Among those inclined toward conspiracism Kay includes antiwar and antinuclear activists, English professors, cultural-studies specialists, modern language “types”, experts in “globalization studies” and poets “perhaps because their day jobs already require them to weave a self-invented reality…”. His broad categories of the vulnerable include midlife crisis cases, angry “cranks”, “evangelical doomsayers” “failed historians”, “damaged survivors”, “cosmic warriors” (aka “the hippy of conspiracist typology [who will] often follow eccentric food regimens, dabble in Eastern religious doctrines and exhibit a pronounced suspicion of conventional medicine”) and “the clinical conspiracist — out-and-out insane”. Most are male, he declares, because “the male mind tends to become more easily obsessed with abstract logic puzzles and eccentric ideological systems that are disconnected from the reality of day-to-day human existence.”

In a chapter titled “The Church of Conspiracism” Kay writes that conspiracism plays a “common psychological role as a form of ersatz religiosity” [italics in the original], and that “When we can’t control something directly, we invent gods and witches who can.” The instinct toward conspiracism, he reports, has been intensified by the Internet where there are “professional-seeming ‘journals’ that lend a scholarly prestige to their fantasies, such as the ‘peer-reviewed’ Journal of 9/11 Studies” [italics in the original]. Kay’s derogatory “professional-seeming” is ironic in that his book is without footnotes or a reference section even as he poses as a professional psychologist. He is angered that 9/11 has become a topic of serious discussion at university level and comments derisively about “faculty-lounge guerillas” and “the usual left-wing digressions into state terrorism and Western imperialism”. A particularly sinister proposal by Kay, one reminiscent of Sunstein’s “cognitive infiltration”, is for an educational project with an “anticonspiracist curriculum”.

A problem facing the 9/11 Truth Movement, beyond governmental/media hostility toward its existence, is that such critics as Kay have so long been able to avoid face-to-face debate situations with leading scholars in the Truth Movement, of which there are plenty. Kay’s contorted excuse for avoiding such debate is therefore ridiculous. He claims his attempts to debate Truthers using “all of my accumulated knowledge” have been useless, because they “focus the discussion on the handful of obscure, allegedly incriminating oddities [and] my debating opponent always has more on hand”. This, he maintains, is why “experts” avoid debating conspiracists, and he illustrates this by citing disastrous TV exchanges with Holocaust deniers. Such seamless transitioning from 9/11 Truth to conspiracy theory to thoroughly unrelated Holocaust denial is an appropriate metaphor for the entire book.
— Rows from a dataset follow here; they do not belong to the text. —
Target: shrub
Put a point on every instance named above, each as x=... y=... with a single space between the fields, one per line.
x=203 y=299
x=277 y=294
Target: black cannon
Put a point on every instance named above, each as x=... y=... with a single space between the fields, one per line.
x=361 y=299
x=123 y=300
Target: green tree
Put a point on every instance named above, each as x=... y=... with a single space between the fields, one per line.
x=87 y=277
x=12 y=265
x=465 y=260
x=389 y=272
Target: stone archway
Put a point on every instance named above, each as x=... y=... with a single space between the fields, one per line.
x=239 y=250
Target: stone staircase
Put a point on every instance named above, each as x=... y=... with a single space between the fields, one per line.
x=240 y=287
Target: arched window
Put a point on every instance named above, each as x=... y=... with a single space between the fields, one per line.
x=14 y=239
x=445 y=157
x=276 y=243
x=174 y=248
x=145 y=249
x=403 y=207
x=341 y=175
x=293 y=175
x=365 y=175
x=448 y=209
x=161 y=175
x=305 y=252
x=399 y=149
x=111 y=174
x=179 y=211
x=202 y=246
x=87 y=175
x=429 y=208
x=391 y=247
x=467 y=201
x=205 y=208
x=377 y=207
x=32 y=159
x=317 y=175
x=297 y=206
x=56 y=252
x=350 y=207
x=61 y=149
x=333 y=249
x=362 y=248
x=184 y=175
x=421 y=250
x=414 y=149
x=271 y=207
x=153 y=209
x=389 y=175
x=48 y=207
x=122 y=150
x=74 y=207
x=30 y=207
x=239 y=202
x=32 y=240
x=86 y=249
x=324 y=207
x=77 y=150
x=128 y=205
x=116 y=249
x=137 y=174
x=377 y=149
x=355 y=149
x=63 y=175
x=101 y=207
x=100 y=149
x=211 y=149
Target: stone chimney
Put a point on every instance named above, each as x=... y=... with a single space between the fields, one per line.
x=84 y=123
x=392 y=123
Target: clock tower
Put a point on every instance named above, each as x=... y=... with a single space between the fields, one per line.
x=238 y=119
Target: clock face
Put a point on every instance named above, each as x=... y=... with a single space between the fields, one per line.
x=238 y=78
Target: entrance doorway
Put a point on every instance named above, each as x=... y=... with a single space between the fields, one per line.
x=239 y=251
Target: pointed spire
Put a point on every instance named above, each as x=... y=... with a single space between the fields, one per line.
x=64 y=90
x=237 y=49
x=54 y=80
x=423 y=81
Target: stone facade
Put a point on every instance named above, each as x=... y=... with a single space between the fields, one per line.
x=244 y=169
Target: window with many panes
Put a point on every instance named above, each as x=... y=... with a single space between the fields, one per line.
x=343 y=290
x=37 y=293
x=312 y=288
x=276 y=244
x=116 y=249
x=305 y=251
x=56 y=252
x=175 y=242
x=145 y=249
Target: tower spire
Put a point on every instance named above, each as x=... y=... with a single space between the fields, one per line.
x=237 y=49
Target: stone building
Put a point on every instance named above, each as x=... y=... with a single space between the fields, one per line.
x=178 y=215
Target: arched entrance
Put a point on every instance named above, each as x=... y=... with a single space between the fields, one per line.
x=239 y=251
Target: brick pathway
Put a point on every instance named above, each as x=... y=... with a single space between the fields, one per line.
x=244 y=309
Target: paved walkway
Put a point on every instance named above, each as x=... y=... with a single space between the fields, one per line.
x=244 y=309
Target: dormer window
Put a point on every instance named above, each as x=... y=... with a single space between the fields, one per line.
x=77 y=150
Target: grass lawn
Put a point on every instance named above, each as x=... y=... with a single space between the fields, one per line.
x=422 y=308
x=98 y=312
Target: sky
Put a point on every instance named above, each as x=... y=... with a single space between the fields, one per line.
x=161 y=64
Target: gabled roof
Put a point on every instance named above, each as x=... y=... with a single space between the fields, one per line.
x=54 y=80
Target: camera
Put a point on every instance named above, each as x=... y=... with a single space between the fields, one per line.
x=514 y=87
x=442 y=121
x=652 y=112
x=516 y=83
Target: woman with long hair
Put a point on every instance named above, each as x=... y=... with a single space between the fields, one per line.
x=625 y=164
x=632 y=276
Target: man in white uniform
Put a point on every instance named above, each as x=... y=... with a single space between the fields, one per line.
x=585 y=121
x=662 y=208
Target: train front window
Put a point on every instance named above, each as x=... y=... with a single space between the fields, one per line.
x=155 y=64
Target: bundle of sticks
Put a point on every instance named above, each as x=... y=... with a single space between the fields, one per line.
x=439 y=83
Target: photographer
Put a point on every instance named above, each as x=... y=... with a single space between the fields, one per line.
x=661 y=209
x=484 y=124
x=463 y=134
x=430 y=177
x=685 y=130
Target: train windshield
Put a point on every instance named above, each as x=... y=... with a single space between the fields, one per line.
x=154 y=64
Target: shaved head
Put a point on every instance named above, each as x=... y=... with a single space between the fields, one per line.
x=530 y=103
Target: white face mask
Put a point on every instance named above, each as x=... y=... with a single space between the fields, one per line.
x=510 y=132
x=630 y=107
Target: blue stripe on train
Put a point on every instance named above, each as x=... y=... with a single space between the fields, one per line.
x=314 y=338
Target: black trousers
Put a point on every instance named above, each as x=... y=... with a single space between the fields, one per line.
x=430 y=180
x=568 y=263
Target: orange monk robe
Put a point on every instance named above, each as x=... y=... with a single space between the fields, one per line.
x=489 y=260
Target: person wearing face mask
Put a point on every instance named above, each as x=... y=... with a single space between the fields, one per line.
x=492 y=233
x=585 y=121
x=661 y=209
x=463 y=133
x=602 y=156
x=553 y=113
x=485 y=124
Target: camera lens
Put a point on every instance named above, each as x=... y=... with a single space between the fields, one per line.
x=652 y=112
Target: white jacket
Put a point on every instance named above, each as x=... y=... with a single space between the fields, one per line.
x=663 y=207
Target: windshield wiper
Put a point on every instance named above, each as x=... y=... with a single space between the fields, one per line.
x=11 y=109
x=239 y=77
Those such as Kay who seek to delegitimize the 9/11 Truth Movement infer that one should accept official explanations however ludicrous, and that to go off as individuals searching for veracity indicates defective cognition. But conspiracy theories, like scientific theories, gain strength as attempts to disprove them fail. The effort to stop the 9/11Truth Movement has been a bust. The Movement continues to attract well-informed critical thinkers, and Kay’s book does nothing to slow the momentum. And while all of this is good, there is also threat implied, because those who attack the 9/11 Truth Movement appear to link to politically powerful elements known to be ruthless.